А наутро меня поразило новое и совершенно неожиданное впечатление.
После дыхательной гимнастики и йоги я сидела в столовой на завтраке, лопала овсянку и бутерброды – и вдруг увидала через два стола знакомое лицо. Знакомое-то оно было знакомое, но так искажено мукой и внутренним страданием, что признать – кто это – я смогла не сразу и долго пыталась понять, где видела прежде эту женщину?
Миловидная, за шестьдесят, интеллигентная, строгая, скорее всего – учительница…
Бог мой – это же моя преподавательница Зинаида Зиновьевна Зорькина!
Мало от кого я получала столько тумаков, учась в средне-специальном учебном заведении.
Мало кто меня так не замечал, а если замечал, то тюкал и ругал неистребимо!
Она преподавала у нас педпрактику.
Перед тем как отправить нас заниматься с учениками, она начитывала лекции, как гири отливала – ледяным тоном, выверенными абзацами, литыми предложениями.
Едва ли не каждая сентенция у нее начиналась словами: «Педагог должен».
Мы так и писали «П. Д.», а дальше – что она скажет.
Все страницы были заполнены этими П. Д., П. Д., П. Д.
Ирония судьбы заключалось в том, что она не выговаривала свистящие, произносила З, как английское th (шепелявый такой звук), и поэтому при знакомстве с классом писала свое имя-отчество: Зинаида Зиновьевна – на доске.
А иначе как? – пшик получится…
Мы даже зубоскалили в коридоре:
«Thамечательно thдал thачет thинаиде thиновьевне thорькиной!»
И вот она, железная ПД, Thинаида Thиновьевна, сидит в столовке клиники неврозов, едва ест, роняет ложку, сама на себя не похожа… Кажется, из человека вынули скелет, и сидит только бренная плоть, слабая, страдающая.
Я не сразу подошла.
Помучилась малодушием.
Но вот как-то за обедом – решилась.
– Зинаида Зиновьевна?
Слабо так, как эхом былых отлитых и выверенных интонаций, она отвечала:
– Даааа.
– Я Поспелова, ваша ученица…
– Дааа, не помню, как вы сказали?
– Поспелова я, училась у вас там-то.
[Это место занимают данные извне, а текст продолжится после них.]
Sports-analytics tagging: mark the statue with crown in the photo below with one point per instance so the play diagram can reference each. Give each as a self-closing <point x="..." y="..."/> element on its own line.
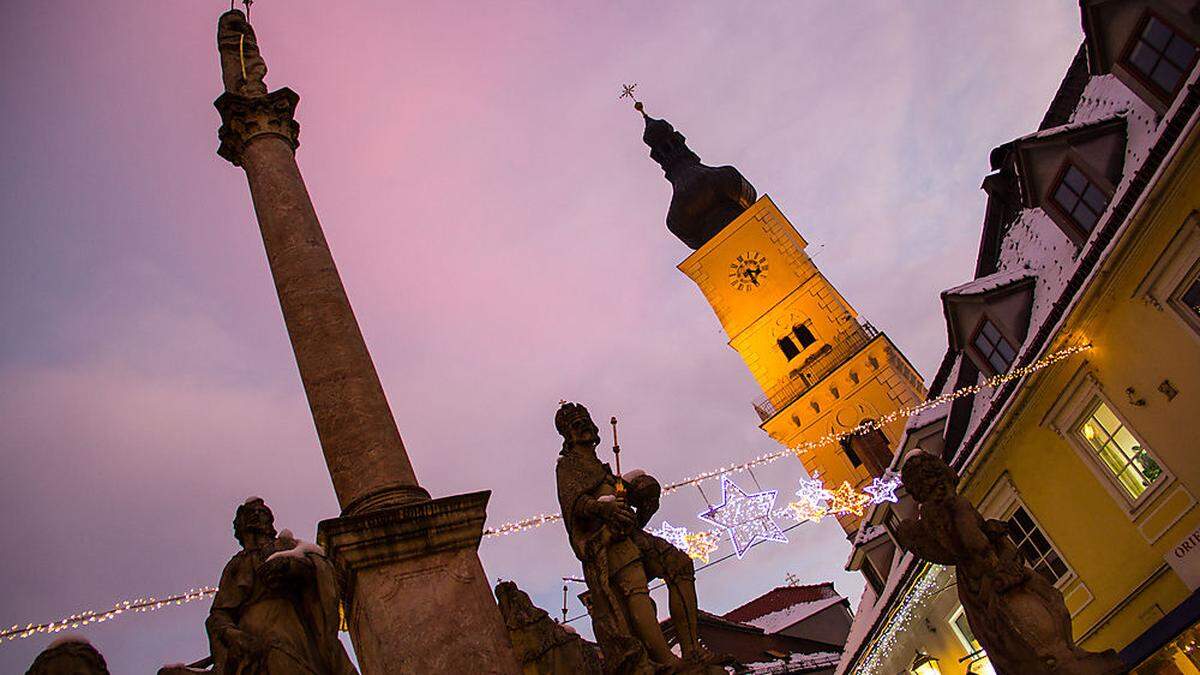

Вы не по- мните?
– Нннет, – тихо роняет ложку, смотрит блекло…
В этот момент я поняла, что в клинике неврозов, где мы с Лелькой проводили вакации, чтоб мужья отдохнули от наших глупостей, есть люди, «которым действительно нужна срочная помощь», как мне сказали в немецкой больнице.
Я так и не узнала никогда, что такое случилось с Зинаидой Зиновьевной, но несколько последующих дней мы с Лелькой были заняты только тем, что постоянно занимали Зинаиду Зиновьевну, приставали к Зинаиде Зиновьевне и развлекали Зинаиду Зиновьевну.
Мы уговорили ее ходить на йогу и на дыхательную гимнастику.
Она стала ходить.
Послушно дышала и принимала позы.
Мы с Лелькой корректировали ее и ругали, если она делала неправильно или халтурила.
Казалось, кто-то впрыснул шприцем смысл в наше с Лелькой пребывание в клинике неврозов.
– Давай поведем ее на душ Шарко, – предлагала Лелька.
– Давай.
– Я заплачу баб-Ане, – говорила Лелька.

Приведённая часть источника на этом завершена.